Contributed by Jesse Morris
In a decision this week in the case of Purdue Pharma L.P. v. Commonwealth of Kentucky, The Second Circuit joined the Fourth, Seventh, Fifth, and Ninth circuits in ruling that a suit brought in parens patriae by a State Attorney General does not qualify as a class action suit under the Class Action Fairness Act of 2005 (CAFA) and therefore does not qualify for removal from state to federal court. To date, no federal circuit has held to the contrary.
A parens patriae suit is one in which the State sues to uphold its own interests, rather than suing on behalf of any or all of its citizens. While injury to its citizens might give rise to the suit, the damages sought by the State in a parens patriae action are not aimed at making whole these individuals, but instead at allowing the State to recover its own costs arising from tending to and dealing with these mass injuries. CAFA generally allows for class actions filed in State court to be removed to federal court if the following requirements are met: there are at least 100 members in the proposed class; any one of those class members is a citizen of a different state from any defendant; and the amount in controversy exceeds $5 million. Parens patriae suits, however, are not eligible for removal under CAFA because they are not considered class action suits in the first place.
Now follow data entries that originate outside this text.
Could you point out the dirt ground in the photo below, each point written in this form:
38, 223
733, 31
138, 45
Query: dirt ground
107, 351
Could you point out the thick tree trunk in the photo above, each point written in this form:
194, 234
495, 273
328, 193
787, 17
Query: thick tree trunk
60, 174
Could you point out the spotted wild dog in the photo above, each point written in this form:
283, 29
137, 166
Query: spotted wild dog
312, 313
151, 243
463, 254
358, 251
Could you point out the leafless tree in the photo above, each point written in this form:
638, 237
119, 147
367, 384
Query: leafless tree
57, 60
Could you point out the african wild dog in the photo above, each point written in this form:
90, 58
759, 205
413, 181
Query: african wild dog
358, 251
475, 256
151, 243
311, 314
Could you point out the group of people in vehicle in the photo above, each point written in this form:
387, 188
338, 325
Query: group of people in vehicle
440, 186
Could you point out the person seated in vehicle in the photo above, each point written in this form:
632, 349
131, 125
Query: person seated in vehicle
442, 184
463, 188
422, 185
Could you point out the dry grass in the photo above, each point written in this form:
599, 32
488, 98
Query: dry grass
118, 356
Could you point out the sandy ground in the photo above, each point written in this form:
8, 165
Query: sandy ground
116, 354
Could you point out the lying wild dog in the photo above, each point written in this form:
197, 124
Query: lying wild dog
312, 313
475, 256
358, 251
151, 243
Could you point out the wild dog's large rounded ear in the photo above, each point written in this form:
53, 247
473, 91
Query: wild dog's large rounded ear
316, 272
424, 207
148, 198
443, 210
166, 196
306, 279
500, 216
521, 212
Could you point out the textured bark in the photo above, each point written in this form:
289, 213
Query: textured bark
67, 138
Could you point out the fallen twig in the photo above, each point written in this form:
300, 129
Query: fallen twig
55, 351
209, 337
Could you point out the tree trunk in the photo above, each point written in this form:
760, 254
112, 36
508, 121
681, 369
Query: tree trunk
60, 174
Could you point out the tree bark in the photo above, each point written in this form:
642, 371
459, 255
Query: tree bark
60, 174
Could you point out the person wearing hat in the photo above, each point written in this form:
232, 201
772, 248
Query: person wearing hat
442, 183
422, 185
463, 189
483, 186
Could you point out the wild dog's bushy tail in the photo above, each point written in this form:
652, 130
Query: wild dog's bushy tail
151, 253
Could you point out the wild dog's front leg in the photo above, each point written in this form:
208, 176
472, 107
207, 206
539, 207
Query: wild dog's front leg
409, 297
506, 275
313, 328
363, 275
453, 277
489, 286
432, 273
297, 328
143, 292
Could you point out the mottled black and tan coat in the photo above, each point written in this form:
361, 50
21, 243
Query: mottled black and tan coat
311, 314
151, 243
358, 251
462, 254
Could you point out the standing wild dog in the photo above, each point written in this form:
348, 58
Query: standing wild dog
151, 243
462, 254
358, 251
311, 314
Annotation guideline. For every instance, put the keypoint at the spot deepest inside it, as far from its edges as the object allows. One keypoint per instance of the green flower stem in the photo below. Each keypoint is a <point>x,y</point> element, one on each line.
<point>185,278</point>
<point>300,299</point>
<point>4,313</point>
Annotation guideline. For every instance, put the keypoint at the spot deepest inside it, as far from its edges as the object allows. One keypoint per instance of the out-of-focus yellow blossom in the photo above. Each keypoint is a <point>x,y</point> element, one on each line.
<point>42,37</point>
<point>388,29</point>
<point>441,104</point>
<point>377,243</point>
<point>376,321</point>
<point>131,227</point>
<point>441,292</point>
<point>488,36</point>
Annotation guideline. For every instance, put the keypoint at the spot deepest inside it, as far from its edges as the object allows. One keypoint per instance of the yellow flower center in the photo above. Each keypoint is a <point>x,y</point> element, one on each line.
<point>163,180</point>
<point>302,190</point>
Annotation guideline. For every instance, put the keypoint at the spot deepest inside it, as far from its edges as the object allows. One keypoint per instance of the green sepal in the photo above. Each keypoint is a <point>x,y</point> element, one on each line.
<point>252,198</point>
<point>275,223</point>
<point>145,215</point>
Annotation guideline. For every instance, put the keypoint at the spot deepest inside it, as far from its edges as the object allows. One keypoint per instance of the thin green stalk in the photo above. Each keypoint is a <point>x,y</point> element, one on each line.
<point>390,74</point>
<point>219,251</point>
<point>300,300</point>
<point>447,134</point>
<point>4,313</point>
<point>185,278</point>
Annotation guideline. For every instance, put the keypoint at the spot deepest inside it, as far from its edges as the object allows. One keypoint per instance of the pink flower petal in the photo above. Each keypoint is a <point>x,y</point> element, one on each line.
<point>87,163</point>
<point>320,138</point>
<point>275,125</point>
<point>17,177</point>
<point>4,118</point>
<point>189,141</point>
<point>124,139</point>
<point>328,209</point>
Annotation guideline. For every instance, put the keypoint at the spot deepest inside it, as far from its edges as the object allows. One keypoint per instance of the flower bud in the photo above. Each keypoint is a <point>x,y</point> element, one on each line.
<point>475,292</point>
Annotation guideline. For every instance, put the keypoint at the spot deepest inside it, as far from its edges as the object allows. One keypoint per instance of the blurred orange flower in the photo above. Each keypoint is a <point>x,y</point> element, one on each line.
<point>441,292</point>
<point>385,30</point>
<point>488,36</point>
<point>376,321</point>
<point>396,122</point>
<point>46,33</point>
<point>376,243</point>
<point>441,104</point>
In Purdue, the Attorney General for Pike County, Kentucky filed suit against the defendant pharmaceutical company for allegedly misleading consumers, the medical community, and government officials about the addiction risks associated with its product OcyContin. Damages sought included the costs accrued by the State of Kentucky in providing Oxycontin to citizens eligible for the State’s subsidized medication benefits as well as the costs associated with the adverse consequences to the State of having an allegedly unreasonably addicitive medication available by prescription. Damages for private Kentucky residents were not specifically included in the relief sought. Injunctive relief was also requested.
The defendant in Purdue raised a novel argument that the court must “pierce the complaint” in order to the reveal that the real parties in interest to this case include private citizens and not the State alone. In particular, the defendant cited languge in the complaint suggesting that certain claims were premised on costs incurred by individual consumers and insinuated that damages recovered for these costs might be passed on by the State to these private injured parties. The defendant went on to accuse the State of filing this action oustide of the class action framework for the purpose of avoiding removal to federal court, urging the Second Circuit to use this as grounds to reconsider the nature of the case and its CAFA eligibility. The court rejected this argument, holding that the plain language of CAFA does not allow for this type of analysis.
This case amplifies the current majority rule that defendants of claims brought by state Attorney Generals in parens patriae actions must defend these lawsuits in State court. For defendants, this limits the strategic approaches available and forces cases to be tried under state rules of procedure, an outcome that could both increase defense costs and have adverse consequences on the final verdict.